2nd Principal of Burnside High School
- In office 1969–1980
- Preceded by: Cliff Cross
- Succeeded by: John Godfrey

1st Principal of Upper Hutt College
- In office 1962–1969
- Succeeded by: Malcolm Ross

Personal details
- Born: Allan Douglas Hunter 23 September 1922 Christchurch, New Zealand
- Died: 12 July 2017 (aged 94) Christchurch, New Zealand
- Spouse: Joan Esme Tyler ​ ​(m. 1951; died 2002)​
- Children: 3
- Education: Timaru Boys' High School; Canterbury University College;
- Occupation: Schoolteacher
- Rugby player

Rugby union career
- Position: First five-eighth

Provincial / State sides
- Years: Team / Apps / (Points)
- 1949: Hawke's Bay

= Allan Hunter (rugby union) =

Allan Douglas Hunter (23 September 1922 – 12 July 2017) was a New Zealand rugby union player and schoolteacher. He played provincial rugby for , and was principal of both Upper Hutt College and Burnside High School.

==Early life and family==
Born in Christchurch on 23 September 1922, Hunter was educated at Timaru Boys' High School from 1936 to 1940. He then studied at Canterbury University College, graduating Master of Arts with third-class honours in 1948.

Hunter's university studies were interrupted by World War II. He was called up in July 1941, but he was allowed to defer army training until after examinations at the end of that year. He served with the First Battalion, Canterbury Regiment, which was tasked with defending the Canterbury coast against attack by the Japanese. He later travelled to Britain where he joined the Royal Navy and was commissioned as a sub-lieutenant, and served in HMS Rutherford from 1944 to 1945.

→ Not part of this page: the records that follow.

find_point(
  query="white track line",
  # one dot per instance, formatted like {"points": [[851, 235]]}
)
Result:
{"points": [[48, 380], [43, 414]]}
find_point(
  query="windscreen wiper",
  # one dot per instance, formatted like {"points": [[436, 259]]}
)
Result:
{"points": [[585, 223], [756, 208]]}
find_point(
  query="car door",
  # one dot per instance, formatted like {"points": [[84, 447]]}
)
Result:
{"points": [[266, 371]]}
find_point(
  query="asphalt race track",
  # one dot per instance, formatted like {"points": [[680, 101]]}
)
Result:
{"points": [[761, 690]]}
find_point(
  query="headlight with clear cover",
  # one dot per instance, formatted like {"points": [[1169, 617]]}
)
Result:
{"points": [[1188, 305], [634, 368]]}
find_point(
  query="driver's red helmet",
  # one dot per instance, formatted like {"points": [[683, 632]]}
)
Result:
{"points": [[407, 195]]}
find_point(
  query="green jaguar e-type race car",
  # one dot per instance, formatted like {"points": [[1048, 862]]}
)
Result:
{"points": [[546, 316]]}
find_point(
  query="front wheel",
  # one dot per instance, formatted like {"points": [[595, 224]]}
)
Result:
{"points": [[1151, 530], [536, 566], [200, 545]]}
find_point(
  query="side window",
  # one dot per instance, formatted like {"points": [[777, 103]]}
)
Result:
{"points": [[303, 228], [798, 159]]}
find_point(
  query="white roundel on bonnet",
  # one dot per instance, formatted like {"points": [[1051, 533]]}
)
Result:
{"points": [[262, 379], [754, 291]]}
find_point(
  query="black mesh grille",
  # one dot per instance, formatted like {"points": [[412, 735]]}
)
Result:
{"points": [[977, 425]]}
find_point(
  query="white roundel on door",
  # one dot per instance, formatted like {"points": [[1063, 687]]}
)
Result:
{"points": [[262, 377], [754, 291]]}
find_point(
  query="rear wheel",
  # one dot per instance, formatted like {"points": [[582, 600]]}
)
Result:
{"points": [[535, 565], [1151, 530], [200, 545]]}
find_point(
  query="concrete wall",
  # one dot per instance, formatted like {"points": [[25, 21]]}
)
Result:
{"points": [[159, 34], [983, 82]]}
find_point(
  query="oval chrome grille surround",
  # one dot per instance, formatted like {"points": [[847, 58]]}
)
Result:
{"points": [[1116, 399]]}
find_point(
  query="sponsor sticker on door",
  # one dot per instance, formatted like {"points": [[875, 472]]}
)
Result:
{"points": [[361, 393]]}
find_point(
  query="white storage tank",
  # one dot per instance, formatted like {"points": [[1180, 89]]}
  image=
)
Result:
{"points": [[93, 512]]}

Hunter married Joan Esme Tyler in 1951, and the couple went on to have three children.

==Rugby union==
While at Timaru Boys' High School, Hunter played for the school's 1st XV rugby team. He then played for the Canterbury University College club team alongside Bob Stuart, Larry Savage, and Jack Kelly. After moving to Napier in 1949, Hunter was selected for the Hawke's Bay provincial team, playing as a first five-eighth.

==Teaching career==
Hunter taught at Napier Boys' High School from 1949, and Kuranui College, before being appointed the inaugural principal of Upper Hutt College in 1962. He remained in that position until 1969, when he moved to Burnside High School in Christchurch, serving as principal until his retirement in 1980.

==Later life and death==
In retirement, Hunter was active in community organisations, and was the inaugural president of the Burnside Men's Probus club.
In 1995, he wrote a history of the Bishopdale–Burnside Rotary club, having been an inaugural member of the club in 1974 and its president from 1981 to 1982. He also wrote an account of the First Battalion Canterbury Regiment's coastal defence duties during World War II, published in 2000 and titled The Young Defenders. In the 2005 Queen's Birthday Honours, Hunter was appointed a Member of the New Zealand Order of Merit, for services to education and the community.

Hunter's wife, Joan, died in 2002. Hunter himself died in Christchurch on 12 July 2017.